Md Arifuzzaman, Iftekhar Ahmed, Md. Jalal Uddin Chowdhury, Shadman Sakib, Mohammad Shoaib Rahman, Md. Ebrahim Hossain and Shakib Absar
Adv. Artif. Intell. Mach. Learn., 5 (1):3425-3445
Md Arifuzzaman : Leading University Sylhet Bangladesh
Iftekhar Ahmed : Leading University Sylhet Bangladesh
Md. Jalal Uddin Chowdhury : Leading University Sylhet Bangladesh
Shadman Sakib : Department of Information Systems University of Maryland
Mohammad Shoaib Rahman : Leading University Sylhet Bangladesh
Md. Ebrahim Hossain : Leading University Sylhet Bangladesh
Shakib Absar : Leading University Sylhet Bangladesh
DOI: https://dx.doi.org/10.54364/AAIML.2025.51196
Article History: Received on: 10-Dec-24, Accepted on: 25-Mar-25, Published on: 24-Mar-25
Corresponding Author: Md Arifuzzaman
Email: arif_cse@lus.ac.bd
Citation: Md Arifuzzaman, Iftekhar Ahmed, Md. Jalal Uddin Chowdhury , Mohammad Shoaib Rahman, Md. Ebrahim Hossain, Apurbo Deb Nath , Shakib Absar. (2025). A Novel Ensemble-Based Deep Learning Model with Explainable AI for Accurate Kidney Disease Diagnosis. Adv. Artif. Intell. Mach. Learn., 5 (1 ):3425-3445
Chronic kidney disease (CKD) represents a significant global health challenge characterized by a progressive decline in renal function, leading to the accumulation of waste products and disruptions in fluid balance within the body.

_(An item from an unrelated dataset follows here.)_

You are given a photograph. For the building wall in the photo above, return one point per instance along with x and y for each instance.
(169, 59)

Given its pervasive impact on public health, there is a pressing need for effective diagnostic tools to enable timely intervention. Our study delves into the application of cutting-edge transfer learning models for the early detection of CKD. We carefully test the performance of several cutting-edge models, such as EfficientNetV2, InceptionNetV2, MobileNetV2, and the Vision Transformer (ViT) technique, using a large dataset that is available to the public. Remarkably, our analysis demonstrates superior accuracy rates, surpassing the 90% threshold with MobileNetV2 and achieving 91.5% accuracy with ViT. Moreover, to enhance predictive capabilities further, we integrate these individual methodologies through ensemble modeling, resulting in our ensemble model exhibiting a remarkable 96% accuracy in the early detection of CKD. This significant advancement holds immense promise for improving clinical outcomes and underscores the critical role of machine learning in addressing complex medical challenges.